The highlighted parts of the passage above are the relevant ones. It seems pretty clear to me that Proposition 8 is unconstitutional on these grounds. Then again, maybe it's just me since I also thought that the above amendment would have prevented racial segregation laws but obviously not.

The Church's problem with the ruling is not a differing interpretation of the constitution. That would almost be acceptable. The Church's problem with the ruling is far more deep-seated. In the words of Cardinal Francis George, President of the US Catholic Bishops Conference:

It is tragic that a federal judge would overturn the clear and expressed will of the people in their support for the institution of marriage. No court of civil law has the authority to reach into areas of human experience that nature itself has defined.

 It's interesting to note that by uttering two simple sentences Mr. George has managed to get it wrong twice. Firstly, there are things in this world, such as truth and justice, which are not subject to popular vote. The fact that people believed the earth was flat two thousand years ago didn't make it so, nor does the will of the people justify the denial of basic human rights. Secondly, he manages to fall into the age-old trap of defining homosexuality as "unnatural" or "defying the law of nature". Tackling this level of lunacy is no small task and would take up some considerable column inches and so I direct you to PZ Myers post over at Pharyngula. In this post he responds to the firing of Kenneth Howell from the University of Illinois and puts some very large holes in the "homosexuality is unnatural" argument. Here is an excerpt which distills the debate into one nice simple rebuttal:

REALITY, huh?
Here's reality.
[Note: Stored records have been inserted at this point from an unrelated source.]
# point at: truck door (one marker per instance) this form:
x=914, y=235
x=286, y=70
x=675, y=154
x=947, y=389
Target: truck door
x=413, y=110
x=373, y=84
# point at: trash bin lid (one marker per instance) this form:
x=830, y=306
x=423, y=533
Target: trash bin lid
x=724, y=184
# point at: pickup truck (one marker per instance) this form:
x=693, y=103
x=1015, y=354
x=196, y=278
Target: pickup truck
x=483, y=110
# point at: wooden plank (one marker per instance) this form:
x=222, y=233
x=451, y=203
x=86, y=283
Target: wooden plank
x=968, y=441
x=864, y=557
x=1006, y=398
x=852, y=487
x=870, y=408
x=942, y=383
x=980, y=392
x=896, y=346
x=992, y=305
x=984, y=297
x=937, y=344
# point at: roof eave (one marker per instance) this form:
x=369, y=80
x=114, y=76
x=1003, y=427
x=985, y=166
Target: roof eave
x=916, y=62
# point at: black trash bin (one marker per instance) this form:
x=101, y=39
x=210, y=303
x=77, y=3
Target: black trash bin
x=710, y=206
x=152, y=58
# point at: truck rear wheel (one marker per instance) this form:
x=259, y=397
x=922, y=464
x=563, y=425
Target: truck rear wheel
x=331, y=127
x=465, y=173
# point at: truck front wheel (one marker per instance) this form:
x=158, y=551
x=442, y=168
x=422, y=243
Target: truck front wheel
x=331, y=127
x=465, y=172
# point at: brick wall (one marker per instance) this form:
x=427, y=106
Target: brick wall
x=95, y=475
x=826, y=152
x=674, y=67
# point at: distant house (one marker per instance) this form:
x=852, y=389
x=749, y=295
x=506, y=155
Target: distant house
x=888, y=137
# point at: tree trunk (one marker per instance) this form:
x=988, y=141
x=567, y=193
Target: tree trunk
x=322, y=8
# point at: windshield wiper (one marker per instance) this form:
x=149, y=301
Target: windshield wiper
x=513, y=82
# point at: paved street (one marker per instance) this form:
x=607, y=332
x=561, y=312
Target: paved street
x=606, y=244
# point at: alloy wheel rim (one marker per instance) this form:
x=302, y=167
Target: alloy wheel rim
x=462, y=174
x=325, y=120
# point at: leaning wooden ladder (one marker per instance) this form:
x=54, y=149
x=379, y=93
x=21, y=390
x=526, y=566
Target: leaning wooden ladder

A penis fits nicely in the hand, and a hand is usually better at stimulating the clitoris than a penis in the vagina, and our anatomy is such that our arms are of the right length to comfortably reach our genitals. Therefore, masturbation is a moral sexual act. We can extend this to point out that a man's hand can stimulate a clitoris and a woman's hand can stimulate a penis, and therefore, mutual masturbation, as is being practiced by tens of thousands of teenagers on this Friday night, is also a rightful act. There is no practical difference in anatomy or physiology between mutual masturbation between a heterosexual couple and a homosexual couple, so these acts are also entirely natural.

 In the end, the happy consequence of this ruling is that it gives the Catholic Church another chance to show themselves for the homophobic fascists that they are. The sooner the world wakes up to this fact the better for society. In the words of Emile Zola:

Society shall not attain perfection until the last stone from the last church falls on the last priest.